M&A rewrites the price in a single week

Energy Fuels’ move on ASM put a clean number on what a Western rare earths supply chain might be worth. Investors cared because a bid can turn a “maybe one day” project into a cash (or scrip) event with a timetable. The key risk now is process risk: the deal still needs shareholder, court and regulatory sign-offs. Elsewhere, takeover-style thinking is spreading even without a formal bid. Lindian Resources (ASX:LIN) added 4.26% after it locked in 100% of Kangankunde and moved into early build work, including a Stage 1 plant contract. Sovereign Metals (ASX:SVM) jumped 20.00% after it produced a heavy rare earth concentrate from tailings. In plain English: it found extra saleable minerals in waste material, which could mean extra revenue with little extra cost if it works at scale.

Discounted raisings: fast cash, immediate dilution

The 29Metals sell-off showed how markets often treat discounted entitlement offers. Even if the money is needed, the near-term effect is more shares and a lower reference price. 29Metals said it needs funds to respond to seismic disruption impacts and keep growth projects moving, but investors will want proof that production stabilises. Cyprium Metals (ASX:CYM) fell -5.36% despite raising $41 million to restart Nifty. That reaction can happen when traders focus on the extra shares first, then come back later if the restart milestones land on time. Dateline Resources (ASX:DTR) rose 12.00% after a $35 million placement boosted cash, giving it room to drill and progress its feasibility work.
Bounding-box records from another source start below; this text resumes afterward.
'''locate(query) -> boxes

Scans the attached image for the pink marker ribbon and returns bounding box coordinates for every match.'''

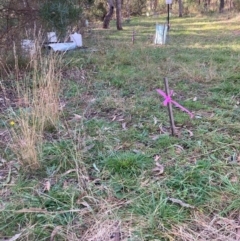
[157,89,193,118]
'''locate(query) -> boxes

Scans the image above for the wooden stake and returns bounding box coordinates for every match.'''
[164,78,175,136]
[132,29,135,44]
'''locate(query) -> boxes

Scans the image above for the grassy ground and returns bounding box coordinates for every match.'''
[0,15,240,241]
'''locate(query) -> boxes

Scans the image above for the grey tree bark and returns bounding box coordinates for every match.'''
[219,0,225,13]
[103,0,114,28]
[178,0,183,18]
[116,0,123,30]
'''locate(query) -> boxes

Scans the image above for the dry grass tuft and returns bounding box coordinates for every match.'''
[171,213,240,241]
[11,42,61,169]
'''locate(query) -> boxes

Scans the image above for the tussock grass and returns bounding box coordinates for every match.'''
[7,42,61,169]
[0,15,240,241]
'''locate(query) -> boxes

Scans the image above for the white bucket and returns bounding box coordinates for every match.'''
[21,39,36,55]
[47,32,57,43]
[70,33,82,47]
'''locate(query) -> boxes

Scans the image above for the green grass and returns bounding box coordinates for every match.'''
[0,12,240,241]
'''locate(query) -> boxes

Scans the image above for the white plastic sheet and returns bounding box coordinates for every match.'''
[47,42,77,52]
[154,24,167,44]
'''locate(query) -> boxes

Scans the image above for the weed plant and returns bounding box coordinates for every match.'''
[0,14,240,241]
Uranium keeps running on real-world progress

Uranium names were strong again, and this time it wasn’t just sentiment. Paladin Energy (ASX:PDN) climbed 19.80% after reporting higher production at Langer Heinrich and solid sales at a stated realised price. Peninsula Energy (ASX:PEN) gained 16.76% on updates from its Lance ramp-up, including better-than-plan flow rates and pH progress. That matters because it points to more uranium coming out later. DevEx Resources (ASX:DEV) rose 23.68% after a large raise and tenement deals expanded its uranium footprint. Alligator Energy (ASX:AGE) added 13.51% after finishing its pilot plant and selling non-core assets for $7.5 million, which gives it more cash to run a field trial.
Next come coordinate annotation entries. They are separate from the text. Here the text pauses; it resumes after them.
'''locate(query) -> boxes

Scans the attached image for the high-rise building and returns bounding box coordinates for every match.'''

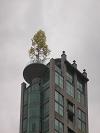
[20,51,88,133]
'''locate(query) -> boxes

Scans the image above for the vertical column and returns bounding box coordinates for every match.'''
[27,78,41,133]
[72,60,77,132]
[85,82,89,133]
[74,72,78,131]
[61,51,67,133]
[49,59,55,133]
[83,69,89,133]
[20,82,26,133]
Exploration wins still move small caps, but gaps can cut both ways

Several juniors moved sharply on drill hits and new resource statements. Riversgold (ASX:RGL) jumped 63.64% after a $2.15 million raise and shallow gold results. Trading re-opened at a higher price and buyers kept pushing, which suggests the new level attracted fresh money rather than quick sellers. On the flip side, when a stock re-opens lower and then fails to bounce, it can feel like an “air pocket” for holders. Green & Gold Minerals (ASX:GG1) fell -9.52% despite strong drill grades, which points to selling pressure that outweighed the news. West Wits Mining (ASX:WWI) dropped -12.09% even after confirming funding for Qala Shallows; early selling partly eased, but it still finished lower. Large caps were steadier, with Rio Tinto (ASX:RIO) up 0.32% after strong 2025 production, while BHP (ASX:BHP) slipped -1.14% despite lifting copper guidance. Those moves looked more like normal portfolio rotation than a verdict on operations.

Bottom Line?

Next week’s focus is likely to stay on hard dates and deliverables: whether the ASM bid advances through approvals, whether uranium ramp-ups keep meeting their stated targets, and whether recently funded restarts (like Nifty) hit commissioning steps without further cost surprises.

Questions in the middle?

  • Will Energy Fuels’ proposed acquisition of ASM progress cleanly through approvals, and what happens if a rival bidder appears?
  • Can uranium producers translate ramp-up updates into consistent quarterly production, or do processing bottlenecks return?
  • After discounted raisings, which companies deliver the first on-the-ground milestones that convince buyers the dilution was worth it?